It is a little difficult to give a cogent summary of Hooks' Taking Back: Thinking Feminist, Thinking Black because the volume is a collect of 23 thematically disparate essays reflecting Hooks' Marxist literary ideology. The essays in Talking Back cover themes as diverse as teaching women's literature to racists feminists and political attitudes at Yale.
While praised for her intellect and perspective, critics pronounced the volume to be ineffectual, unconvincing and not reflective of Hooks' own literary voice. However, Hooks' African American readers speak of the debt they owe her (whose real name is Gloria Watts) for helping them to perceive their own personal experiences within a broad context that does allow for recreating perceptions, recreating expressions of self and community that deviate from traditional perceptions and expressions otherness.

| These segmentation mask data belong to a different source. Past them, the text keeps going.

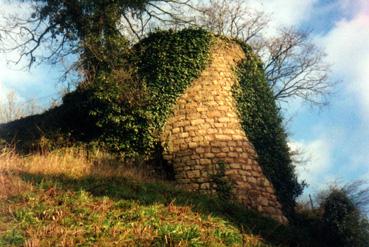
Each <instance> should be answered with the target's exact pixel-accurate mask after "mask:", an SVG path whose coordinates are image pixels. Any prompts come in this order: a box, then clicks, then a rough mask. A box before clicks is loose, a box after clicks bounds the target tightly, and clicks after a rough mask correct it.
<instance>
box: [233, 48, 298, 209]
mask: <svg viewBox="0 0 369 247" xmlns="http://www.w3.org/2000/svg"><path fill="white" fill-rule="evenodd" d="M240 45H241V46H242V48H243V50H244V52H245V54H246V59H245V60H244V62H243V63H242V64H241V65H240V66H239V68H238V71H237V73H238V78H239V84H235V86H234V88H233V94H234V97H235V99H236V102H237V107H238V110H239V113H240V118H241V124H242V127H243V129H244V130H245V132H246V135H247V137H248V138H249V140H250V141H251V143H252V144H253V145H254V147H255V150H256V152H257V154H258V161H259V164H260V166H261V167H262V169H263V172H264V174H265V175H266V176H267V178H268V179H269V180H270V181H271V182H272V184H273V186H274V188H275V189H276V192H277V196H278V198H279V201H280V202H281V204H282V206H283V209H284V211H285V213H286V215H289V216H291V215H292V212H293V211H294V206H295V199H296V197H298V196H299V195H300V194H301V193H302V191H303V187H304V185H303V184H300V183H299V182H298V180H297V177H296V173H295V167H294V165H293V163H292V160H291V157H290V152H289V148H288V145H287V134H286V131H285V130H284V128H283V123H282V117H281V114H280V111H279V109H278V107H277V105H276V102H275V100H274V97H273V92H272V89H271V88H270V86H269V84H268V82H267V81H266V79H265V75H264V71H263V66H262V62H261V60H260V59H259V58H258V57H257V56H256V55H255V54H254V53H253V51H252V49H251V48H250V47H249V46H248V45H246V44H243V43H242V42H241V43H240Z"/></svg>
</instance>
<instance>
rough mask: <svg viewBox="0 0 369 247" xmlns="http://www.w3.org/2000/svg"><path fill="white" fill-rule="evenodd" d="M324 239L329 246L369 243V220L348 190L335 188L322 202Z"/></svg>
mask: <svg viewBox="0 0 369 247" xmlns="http://www.w3.org/2000/svg"><path fill="white" fill-rule="evenodd" d="M321 207H322V209H323V210H324V213H323V215H322V226H323V231H322V239H323V240H324V242H325V243H326V244H327V245H328V246H350V247H361V246H363V247H364V246H367V245H368V243H369V222H368V219H367V218H366V217H365V216H364V215H362V213H361V212H360V209H359V208H358V207H357V205H356V204H355V201H353V200H352V199H351V198H350V197H349V195H348V194H347V192H346V191H345V190H343V189H337V188H334V189H332V190H331V192H330V193H329V194H328V196H327V197H326V198H324V199H323V201H322V204H321Z"/></svg>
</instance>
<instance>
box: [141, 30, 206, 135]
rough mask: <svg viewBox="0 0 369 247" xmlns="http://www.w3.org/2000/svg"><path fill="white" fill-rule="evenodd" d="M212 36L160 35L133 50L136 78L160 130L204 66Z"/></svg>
mask: <svg viewBox="0 0 369 247" xmlns="http://www.w3.org/2000/svg"><path fill="white" fill-rule="evenodd" d="M212 38H213V36H212V34H210V33H209V32H207V31H204V30H201V29H185V30H182V31H180V32H174V31H160V32H157V33H154V34H152V35H150V36H149V37H148V38H146V39H144V40H142V41H141V42H140V43H139V44H138V45H136V46H135V56H136V57H137V60H136V62H135V63H136V64H137V68H138V75H139V78H140V80H142V81H143V82H144V83H145V84H146V85H147V87H148V90H149V91H150V98H151V99H152V102H153V103H154V104H152V105H151V106H150V110H151V112H152V113H153V114H154V118H155V125H156V127H157V129H159V130H160V128H161V127H162V125H163V124H164V122H165V120H166V119H167V117H168V114H169V113H170V111H171V108H172V105H173V103H174V102H175V100H176V99H177V98H178V97H179V96H180V95H181V94H182V93H183V92H184V90H185V89H186V88H187V87H188V86H189V85H190V83H191V82H192V81H193V80H194V79H196V78H197V77H198V76H199V75H200V73H201V72H202V70H203V69H204V68H205V66H206V65H207V62H208V60H209V50H210V46H211V44H212Z"/></svg>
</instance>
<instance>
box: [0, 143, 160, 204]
mask: <svg viewBox="0 0 369 247" xmlns="http://www.w3.org/2000/svg"><path fill="white" fill-rule="evenodd" d="M20 173H30V174H42V175H64V176H67V177H71V178H82V177H86V176H94V177H122V178H123V177H124V178H131V179H134V180H139V181H156V180H157V179H156V178H155V176H154V175H153V172H152V170H150V169H148V168H147V167H145V166H144V165H141V166H137V164H129V163H127V162H124V161H122V160H119V159H117V158H116V157H114V156H113V155H110V154H108V153H107V152H103V151H100V150H97V151H94V152H91V151H87V150H86V149H84V148H77V147H74V148H63V149H58V150H54V151H52V152H48V153H37V154H32V155H26V156H22V155H19V154H17V153H16V152H15V149H13V148H9V147H7V148H3V149H0V200H1V199H2V198H6V197H8V196H12V195H16V194H19V193H21V192H24V191H26V190H32V185H31V184H30V183H27V182H25V181H23V180H22V179H20V178H19V176H18V175H19V174H20Z"/></svg>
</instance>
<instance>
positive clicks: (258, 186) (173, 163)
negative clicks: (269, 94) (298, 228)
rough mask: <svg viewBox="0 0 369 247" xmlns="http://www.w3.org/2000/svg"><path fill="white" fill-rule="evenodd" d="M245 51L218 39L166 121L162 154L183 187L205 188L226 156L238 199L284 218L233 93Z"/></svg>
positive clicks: (209, 185) (283, 216)
mask: <svg viewBox="0 0 369 247" xmlns="http://www.w3.org/2000/svg"><path fill="white" fill-rule="evenodd" d="M244 57H245V54H244V52H243V50H242V49H241V47H240V46H239V45H238V44H236V43H234V42H230V41H224V40H221V39H218V40H217V41H216V42H215V44H214V45H213V48H212V51H211V61H210V65H209V66H208V67H207V68H206V69H205V70H204V71H203V72H202V73H201V75H200V77H199V78H198V79H197V80H195V81H193V82H192V84H191V86H190V87H189V88H188V89H187V90H186V91H185V92H184V94H183V95H182V96H180V97H179V98H178V99H177V101H176V104H175V106H174V109H173V111H172V115H171V116H170V117H169V118H168V120H167V122H166V124H165V126H164V130H163V133H162V136H161V139H162V143H163V146H164V157H165V159H166V160H167V161H168V162H169V163H171V164H172V165H173V167H174V170H175V174H176V180H177V182H178V185H179V186H180V187H182V188H184V189H186V190H190V191H202V192H205V193H215V191H216V190H215V188H214V186H216V185H214V183H213V181H212V175H213V174H215V173H216V171H217V165H219V164H220V163H223V162H224V164H225V175H226V177H227V179H228V180H229V181H230V182H231V183H232V195H233V197H234V199H235V200H237V201H239V202H241V203H243V204H244V205H245V206H247V207H249V208H252V209H255V210H257V211H259V212H261V213H263V214H265V215H268V216H271V217H273V218H274V219H276V220H278V221H279V222H281V223H286V222H287V219H286V218H285V217H284V215H283V213H282V211H281V205H280V203H279V202H278V200H277V198H276V195H275V191H274V188H273V186H272V184H271V183H270V182H269V181H268V179H267V178H266V177H265V176H264V174H263V172H262V170H261V168H260V166H259V164H258V163H257V161H256V157H257V156H256V155H257V154H256V152H255V150H254V148H253V146H252V144H251V143H250V142H249V141H248V139H247V136H246V134H245V132H244V131H243V129H242V127H241V123H240V118H239V116H238V112H237V109H236V102H235V100H234V98H233V96H232V86H233V84H234V83H237V79H236V75H235V71H234V69H235V67H236V65H237V64H238V63H239V62H241V61H242V59H243V58H244Z"/></svg>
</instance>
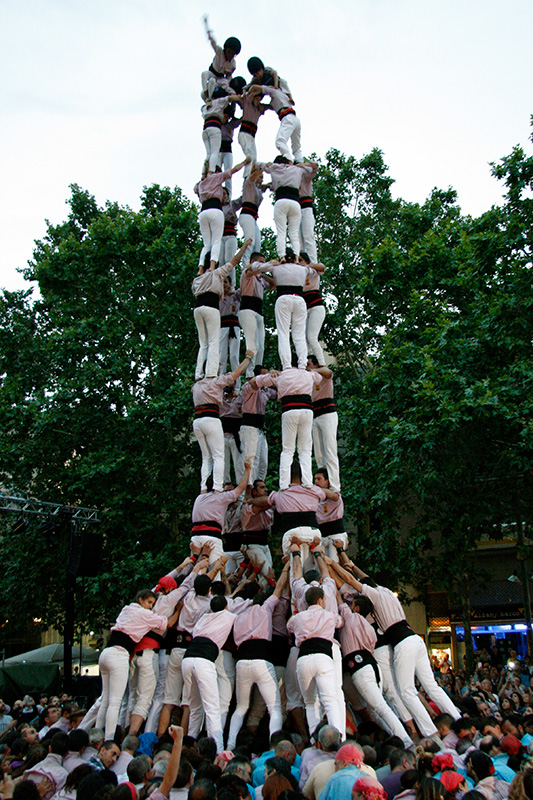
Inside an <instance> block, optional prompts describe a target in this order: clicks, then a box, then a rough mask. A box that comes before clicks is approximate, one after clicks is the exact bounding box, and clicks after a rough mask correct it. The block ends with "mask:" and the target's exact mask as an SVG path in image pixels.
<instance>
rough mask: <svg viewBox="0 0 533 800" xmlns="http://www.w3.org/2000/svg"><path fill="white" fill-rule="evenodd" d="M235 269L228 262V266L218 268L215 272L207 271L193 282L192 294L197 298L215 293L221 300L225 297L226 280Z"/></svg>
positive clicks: (224, 265) (192, 286)
mask: <svg viewBox="0 0 533 800" xmlns="http://www.w3.org/2000/svg"><path fill="white" fill-rule="evenodd" d="M232 269H233V264H232V263H231V261H228V263H227V264H222V266H220V267H217V268H216V269H213V270H207V272H204V274H203V275H197V276H196V278H195V279H194V280H193V282H192V287H191V288H192V293H193V295H194V296H195V297H197V296H198V295H199V294H203V293H204V292H215V293H216V294H218V295H219V297H220V298H222V297H223V296H224V278H225V277H226V275H229V274H230V272H231V270H232Z"/></svg>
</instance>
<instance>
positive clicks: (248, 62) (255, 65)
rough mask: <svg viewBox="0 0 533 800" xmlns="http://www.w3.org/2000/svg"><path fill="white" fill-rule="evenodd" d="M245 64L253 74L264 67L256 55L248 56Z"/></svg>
mask: <svg viewBox="0 0 533 800" xmlns="http://www.w3.org/2000/svg"><path fill="white" fill-rule="evenodd" d="M246 66H247V67H248V71H249V72H250V74H251V75H255V74H256V72H259V70H260V69H264V68H265V65H264V64H263V62H262V61H261V59H260V58H259V57H258V56H252V57H251V58H249V59H248V62H247V64H246Z"/></svg>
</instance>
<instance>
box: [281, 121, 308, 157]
mask: <svg viewBox="0 0 533 800" xmlns="http://www.w3.org/2000/svg"><path fill="white" fill-rule="evenodd" d="M301 135H302V125H301V122H300V120H299V119H298V117H297V116H296V114H287V115H286V116H285V117H283V119H282V120H281V124H280V126H279V129H278V132H277V134H276V147H277V149H278V150H279V152H280V153H281V155H282V156H285V158H288V159H289V161H293V160H294V161H299V162H302V161H303V155H302V144H301ZM289 139H290V140H291V147H292V153H291V151H290V148H289V145H288V144H287V142H288V141H289Z"/></svg>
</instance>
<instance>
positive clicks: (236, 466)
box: [224, 433, 244, 484]
mask: <svg viewBox="0 0 533 800" xmlns="http://www.w3.org/2000/svg"><path fill="white" fill-rule="evenodd" d="M232 461H233V470H234V472H235V483H236V484H237V483H239V481H240V480H241V478H242V476H243V474H244V459H243V457H242V453H241V452H240V450H239V448H238V447H237V442H236V441H235V437H234V435H233V434H232V433H225V434H224V483H230V481H231V462H232Z"/></svg>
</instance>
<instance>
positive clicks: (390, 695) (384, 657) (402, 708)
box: [374, 644, 412, 722]
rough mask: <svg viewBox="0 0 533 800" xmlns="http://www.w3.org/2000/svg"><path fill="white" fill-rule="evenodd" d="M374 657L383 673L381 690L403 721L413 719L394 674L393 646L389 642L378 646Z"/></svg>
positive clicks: (394, 710)
mask: <svg viewBox="0 0 533 800" xmlns="http://www.w3.org/2000/svg"><path fill="white" fill-rule="evenodd" d="M374 658H375V659H376V661H377V662H378V666H379V672H380V674H381V691H382V693H383V696H384V698H385V700H386V701H387V703H388V704H389V706H390V707H391V708H392V710H393V711H394V713H395V714H396V716H397V717H399V718H400V720H401V721H402V722H408V721H409V720H410V719H412V714H411V713H410V712H409V711H408V710H407V708H406V707H405V705H404V704H403V702H402V700H401V698H400V695H399V694H398V690H397V689H396V683H395V681H394V676H393V674H392V647H391V646H390V645H388V644H383V645H381V646H380V647H376V649H375V650H374Z"/></svg>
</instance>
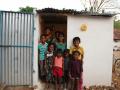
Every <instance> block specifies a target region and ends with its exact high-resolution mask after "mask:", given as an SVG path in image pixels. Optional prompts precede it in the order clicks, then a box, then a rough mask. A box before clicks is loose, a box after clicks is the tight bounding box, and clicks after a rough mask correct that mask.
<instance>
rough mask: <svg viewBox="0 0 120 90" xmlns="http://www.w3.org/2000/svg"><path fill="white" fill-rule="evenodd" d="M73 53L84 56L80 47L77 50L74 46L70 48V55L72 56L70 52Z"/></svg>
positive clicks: (83, 51)
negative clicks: (77, 51) (74, 52)
mask: <svg viewBox="0 0 120 90" xmlns="http://www.w3.org/2000/svg"><path fill="white" fill-rule="evenodd" d="M74 51H79V52H80V53H81V55H82V56H84V49H83V48H82V47H81V46H79V47H78V48H76V47H75V46H72V47H71V48H70V54H72V52H74ZM80 58H81V56H80V57H79V59H80Z"/></svg>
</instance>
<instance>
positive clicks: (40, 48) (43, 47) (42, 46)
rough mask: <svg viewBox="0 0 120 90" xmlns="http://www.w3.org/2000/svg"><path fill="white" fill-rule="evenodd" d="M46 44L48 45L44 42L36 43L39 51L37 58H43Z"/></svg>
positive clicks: (45, 50) (44, 54)
mask: <svg viewBox="0 0 120 90" xmlns="http://www.w3.org/2000/svg"><path fill="white" fill-rule="evenodd" d="M47 46H48V44H47V43H45V44H42V43H39V44H38V49H39V51H40V53H39V57H40V58H39V60H45V53H46V52H47Z"/></svg>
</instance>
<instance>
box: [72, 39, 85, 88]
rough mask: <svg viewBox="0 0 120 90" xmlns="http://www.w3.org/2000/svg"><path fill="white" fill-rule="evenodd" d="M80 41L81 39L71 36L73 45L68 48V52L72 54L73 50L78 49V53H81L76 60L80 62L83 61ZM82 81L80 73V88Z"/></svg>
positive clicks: (77, 50)
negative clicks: (72, 39)
mask: <svg viewBox="0 0 120 90" xmlns="http://www.w3.org/2000/svg"><path fill="white" fill-rule="evenodd" d="M80 43H81V40H80V38H79V37H74V38H73V46H72V47H71V48H70V54H72V52H74V51H79V53H80V54H81V55H80V56H79V59H78V60H82V62H83V58H84V49H83V48H82V47H81V46H80ZM82 83H83V79H82V75H81V83H80V87H81V88H82Z"/></svg>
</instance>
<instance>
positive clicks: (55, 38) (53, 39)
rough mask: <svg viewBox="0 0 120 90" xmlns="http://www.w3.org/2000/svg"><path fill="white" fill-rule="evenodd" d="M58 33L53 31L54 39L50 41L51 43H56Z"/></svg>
mask: <svg viewBox="0 0 120 90" xmlns="http://www.w3.org/2000/svg"><path fill="white" fill-rule="evenodd" d="M59 33H60V32H59V31H56V32H55V35H54V39H53V41H52V42H53V43H56V42H57V41H58V37H59Z"/></svg>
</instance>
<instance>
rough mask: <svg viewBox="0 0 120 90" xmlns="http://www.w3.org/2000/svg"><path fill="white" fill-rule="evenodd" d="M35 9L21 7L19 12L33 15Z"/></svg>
mask: <svg viewBox="0 0 120 90" xmlns="http://www.w3.org/2000/svg"><path fill="white" fill-rule="evenodd" d="M33 9H34V8H33V7H29V6H26V7H20V8H19V11H20V12H23V13H33Z"/></svg>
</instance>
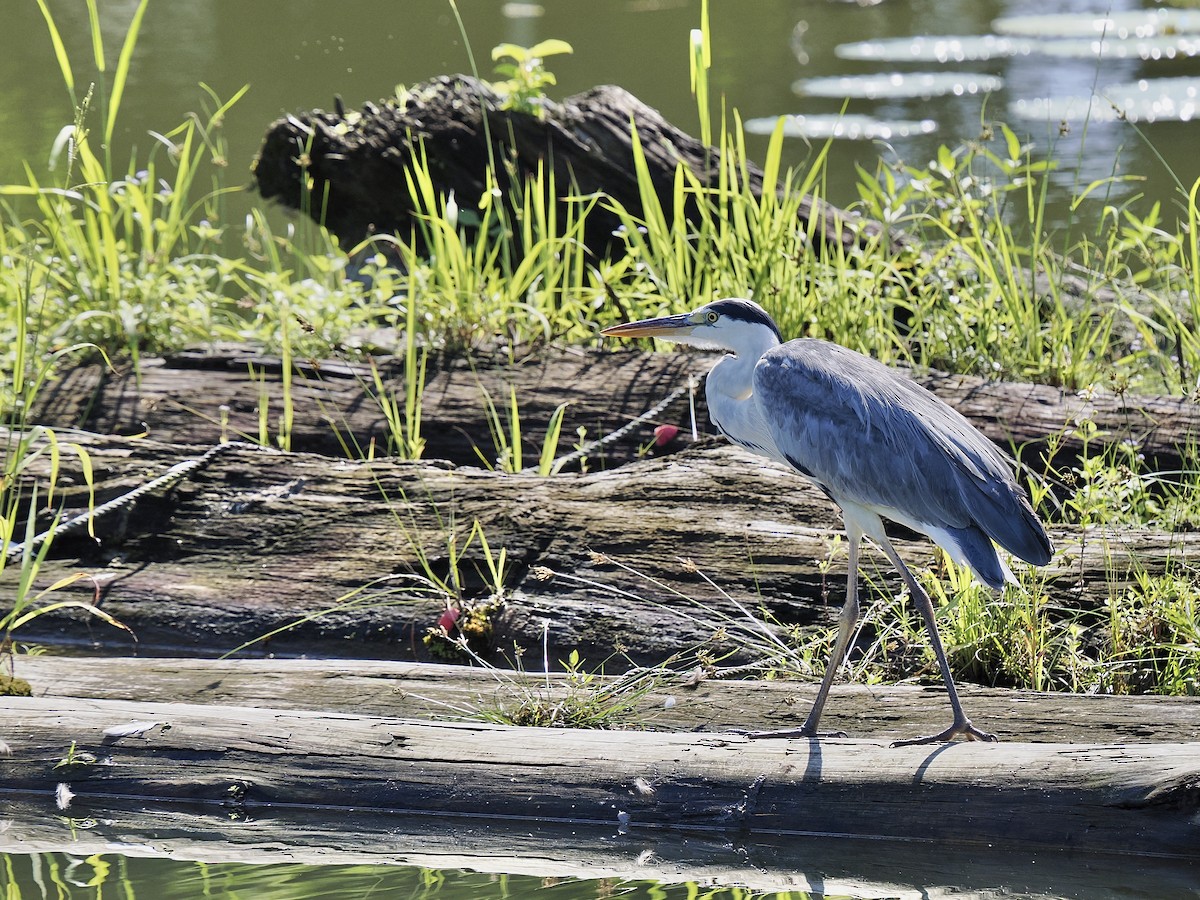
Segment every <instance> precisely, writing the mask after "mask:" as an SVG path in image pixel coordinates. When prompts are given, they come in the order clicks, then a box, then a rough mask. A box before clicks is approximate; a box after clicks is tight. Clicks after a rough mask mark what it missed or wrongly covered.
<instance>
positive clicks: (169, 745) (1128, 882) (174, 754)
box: [0, 656, 1200, 898]
mask: <svg viewBox="0 0 1200 900" xmlns="http://www.w3.org/2000/svg"><path fill="white" fill-rule="evenodd" d="M16 668H17V674H19V676H22V677H24V678H26V679H29V682H30V683H31V684H32V685H34V694H35V696H34V697H32V698H12V700H10V701H7V703H6V704H5V707H4V708H2V709H0V737H4V738H5V739H6V740H7V742H8V743H10V745H11V751H12V755H11V756H10V757H2V756H0V818H2V820H4V821H5V827H4V828H2V829H0V850H5V851H8V852H11V853H36V852H42V851H49V850H56V848H60V847H61V846H62V842H64V840H67V839H70V841H71V846H72V852H74V853H77V854H80V856H86V854H89V853H91V852H112V846H113V844H114V842H115V844H119V845H120V846H121V847H122V852H124V853H126V854H128V856H160V854H163V853H169V854H170V856H173V857H175V858H178V859H198V860H208V862H247V863H271V862H288V863H300V862H304V863H313V864H330V863H373V864H377V865H379V864H390V865H395V864H408V865H424V866H431V868H439V869H445V868H470V869H475V870H479V871H484V872H505V874H515V872H528V874H532V875H538V876H545V877H560V876H576V877H588V878H598V877H620V878H655V880H659V881H665V882H672V881H678V880H691V881H704V882H707V883H718V884H720V883H738V884H745V886H749V887H754V888H757V889H762V890H768V889H782V888H791V889H799V888H803V889H811V890H821V892H824V893H846V894H851V895H854V896H910V895H911V896H928V895H930V894H931V893H938V892H937V887H938V886H943V884H944V886H947V887H953V888H954V889H955V890H958V892H959V893H961V892H962V890H977V892H982V893H988V892H998V890H1001V889H1003V890H1007V892H1008V893H1021V895H1026V896H1058V895H1062V894H1080V893H1081V892H1082V893H1085V894H1086V895H1087V896H1090V898H1108V896H1123V895H1126V893H1124V892H1128V890H1135V892H1138V893H1140V894H1142V895H1153V896H1176V895H1182V893H1186V890H1188V889H1190V887H1192V886H1194V877H1195V870H1194V865H1195V863H1194V859H1195V852H1196V848H1198V846H1200V845H1198V840H1200V834H1198V829H1200V827H1198V826H1196V823H1195V810H1196V794H1195V784H1196V778H1198V773H1200V745H1198V744H1195V743H1188V742H1192V740H1195V738H1196V737H1198V734H1200V708H1198V707H1196V704H1195V703H1193V702H1190V701H1187V700H1183V698H1165V697H1121V698H1114V697H1094V696H1093V697H1080V696H1074V697H1069V696H1062V695H1038V694H1028V692H1012V691H995V690H985V689H971V688H968V689H967V690H966V691H965V701H966V703H967V704H968V708H970V709H971V713H972V715H973V716H974V718H976V720H977V721H979V722H982V724H984V725H985V727H994V728H996V730H997V731H1001V732H1002V733H1004V734H1015V736H1020V737H1021V738H1022V739H1026V740H1028V739H1033V740H1039V742H1046V740H1049V742H1055V743H1033V744H1031V743H1012V742H1007V740H1006V742H1002V743H1000V744H997V745H990V746H982V745H956V746H948V748H911V749H901V750H892V749H888V748H887V746H886V745H883V744H882V743H880V742H878V740H823V742H821V743H820V744H817V743H815V742H814V743H810V742H796V740H766V742H751V740H746V739H745V738H743V737H740V736H737V734H732V733H727V732H726V733H712V732H713V731H715V730H721V728H730V727H746V726H750V727H755V726H760V725H763V724H768V722H769V724H775V720H774V719H773V714H774V715H784V716H791V718H794V709H793V710H792V712H791V713H788V710H790V709H792V707H793V701H794V696H793V695H794V694H796V692H797V691H798V692H800V694H802V695H804V696H803V698H802V700H800V703H805V702H808V700H809V698H810V696H811V689H810V688H799V689H798V688H797V686H796V685H785V684H779V683H736V684H733V683H713V682H706V680H698V682H697V680H688V682H686V683H680V682H678V680H667V682H664V683H662V684H661V685H660V686H659V688H658V689H656V690H654V691H652V692H650V694H649V695H647V696H646V697H643V698H642V702H641V704H640V709H638V718H640V720H642V721H644V722H649V724H650V725H653V726H654V727H659V728H670V730H673V732H674V733H636V732H628V731H622V732H580V731H562V730H522V728H500V727H496V726H487V725H480V724H478V722H475V724H467V722H462V721H458V722H454V721H449V720H450V719H454V718H457V716H460V715H461V713H462V712H463V710H464V709H467V708H469V707H473V708H475V709H480V708H484V707H494V706H498V704H503V703H504V702H505V701H509V702H516V701H520V698H521V697H522V695H523V694H524V692H528V694H536V695H538V696H542V697H546V698H551V700H552V698H557V697H560V696H563V695H564V694H565V692H566V691H569V690H572V689H571V688H570V686H569V685H568V683H566V679H565V677H562V676H554V674H550V676H522V674H516V673H499V674H497V673H490V672H486V671H482V670H478V668H476V670H468V668H463V667H445V666H432V665H403V664H395V662H370V661H343V662H335V661H329V660H322V661H318V660H236V661H224V662H215V661H206V660H136V659H71V660H67V659H54V658H48V656H42V658H19V659H17V660H16ZM600 680H610V682H611V679H600ZM593 686H594V685H593ZM574 690H578V688H575V689H574ZM668 698H670V700H668ZM134 700H137V702H133V701H134ZM251 707H257V708H251ZM346 709H354V710H355V714H354V715H346V714H344V712H343V710H346ZM829 714H830V722H832V724H836V725H839V726H842V727H847V728H853V730H854V731H856V732H857V733H859V734H863V736H868V737H871V738H881V737H882V738H884V739H887V738H888V737H894V736H895V734H896V733H912V731H922V730H929V728H931V727H932V726H934V725H935V724H941V722H942V720H943V718H944V715H946V703H944V695H942V692H941V691H934V690H926V689H918V688H905V686H899V688H898V686H890V688H877V689H865V688H835V690H834V695H833V698H832V702H830V707H829ZM395 716H404V719H397V718H395ZM415 716H420V718H439V719H442V721H424V722H422V721H413V718H415ZM833 716H838V718H833ZM697 727H703V728H707V730H708V731H709V732H710V733H706V734H696V733H679V732H680V731H689V732H691V731H692V730H695V728H697ZM1067 739H1069V740H1073V742H1091V743H1073V744H1069V745H1067V744H1062V743H1058V742H1062V740H1067ZM1112 740H1122V742H1133V743H1126V744H1123V745H1121V744H1112V743H1110V742H1112ZM1150 742H1174V743H1150ZM72 745H73V751H72V752H71V761H70V762H67V763H66V764H60V763H61V762H62V760H64V757H65V756H66V755H67V748H71V746H72ZM60 784H65V785H67V786H68V787H70V790H71V791H72V792H73V794H74V797H73V799H72V800H71V804H70V808H68V809H66V810H56V809H55V808H54V796H55V788H56V787H58V785H60ZM130 798H132V799H130ZM331 806H332V808H336V810H337V812H336V818H335V820H331V818H330V812H329V809H330V808H331ZM414 811H419V812H424V814H426V815H418V816H414V815H412V814H413V812H414ZM428 814H436V815H428ZM455 814H469V815H470V818H466V820H464V818H461V817H455ZM731 841H732V844H731ZM1104 851H1118V854H1116V856H1106V854H1105V853H1104ZM1133 854H1136V856H1133ZM1031 856H1032V857H1033V859H1034V860H1036V863H1037V864H1036V865H1030V862H1031ZM1164 857H1165V858H1164ZM1171 857H1174V858H1175V862H1171ZM1134 860H1136V862H1135V864H1133V863H1134ZM11 864H12V865H13V866H16V868H17V870H18V871H19V866H20V865H22V862H20V859H19V858H12V859H11ZM348 875H349V874H348ZM406 877H407V876H406V874H404V872H403V871H397V872H395V875H394V876H389V875H386V874H384V872H380V871H372V878H374V880H376V881H374V882H373V888H374V889H376V890H379V889H391V890H392V893H403V888H404V887H406V886H407V882H406V881H404V878H406Z"/></svg>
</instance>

Bell Hooks, which she writes as bell hooks, writes in a casual tone. She states in the Chapter 1 of Talking Back that her aim in writing is to bring exposure to the "private places," where domination can germinate, and connect it to the "public places" of experience.
It has been a political struggle for me to hold to the belief that there is much [that black people] must speak about, much that is private that must be openly shared, if we are to heal our wounds ... (Chapter 1) ... To speak when not spoken to was a courageous act--an act of risk and daring (Chapter 2).